La sonrisa de Zevran estaba en sus ojos y en su rostro, la verdad jamás le había visto tan guapo, me alegro haberle elegido a él, creo que de todos los varones que alguna vez conocí, Zev es el que mas se lo merece. Me sonríe, me abraza y me hace cosquillas juguetonamente. Yo se las devolví, le hice cosquillas y mi sonrisa no la hubiera podido borrar ni la imagen del Archidemonio.
Le digo:
-- Zev, tenemos que volver con los demás o pensaran que hemos huido. - Me acerco a su cara y le beso – me gusta tu sabor, pero no te lo diré mucho, que después te lo crearas y eso no es bueno.
-- Si tenemos que volver. ¿Pero que pasa con respecto a nosotros?
-- No tenemos nada que ocultar, estamos juntos les guste o no, ese es nuestro problema no el de ellos. ¿O no es así? Perdona si lo he mal interpretado.
-- Lo que pase a partir de ahora, solo tu podrás decidirlo mi querida guardia gris.
-- No Zev, será lo que los dos decidamos, tú eres mi igual, no mi subordinado. Sino te importa preferiría algo así, ahora si prefieres que te muerda, hasta que estés de acuerdo conmigo, dilo.
-- En cualquier momento te tomo la palabra. Ahora mejor levantémonos de esta cama o nuestros compañeros esperaran hasta mañana.
Como respuesta, le sujeto las manos y le muerdo el cuello, se deja hacer, casi parece tan juguetón como yo me siento, nunca he jugado como mínimo hasta donde llegan mis recuerdos, en la torre no se admite que los niños jueguen, tienes que ser un adulto pequeñito, y eso he sido durante mas de 20 años, ahora me siento con ganas de jugar y de vivir.

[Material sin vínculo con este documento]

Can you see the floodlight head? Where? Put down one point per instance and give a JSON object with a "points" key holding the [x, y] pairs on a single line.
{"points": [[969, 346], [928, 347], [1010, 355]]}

Al final me levanto y voy donde deje caer las cosas cuando entre con Zev acuestas, rebusco donde esta la armadura de cuero, cuando me la voy a poner, Zev dice.
-- Nesh, ponte la camisa debajo o te raspara la piel, no estas acostumbrada al roce del cuero sobre la piel.
-- Si me pondré la camisa, de todas maneras No te la iba a devolver. – le saco la lengua juguetona y me hace burla.
Me pongo la camisa y después la armadura y los pantalones de cuero que hemos comprado, junto con las botas… por fin me veo vestida con otra cosa que mis trajes de maga. Me giro hacia la cama que es donde esta tumbado Zev y me le quedo mirando.
-- Bueno viejito, no tienes fuerzas para vestirte o prefieres que te vista yo.
-- Te voy a enseñar lo viejito que estoy.
Se levanta por el otro lado de la cama y se viste en cuestión de segundos, se coloca las armas y se acerca a mí, intentando mostrarse amenazador… pero no cuela.
Me abraza revolviendome el pelo, después me besa y me sonríe.
-- Deberíamos irnos – me dice.
-- Cierto, por que a este paso no nos iremos de la habitación, hasta mañana.
Rápidamente recogemos lo que queda, guardándolo en una de las mochilas que llevamos esta mañana, desmonto los hechizos preventivos y salimos al bullicio del mercado, aunque ahora es menor dado que es por la tarde. Nos acercamos al puesto donde habíamos comprado las provisiones, las recogemos y nos vamos hacia la puerta de Denerim.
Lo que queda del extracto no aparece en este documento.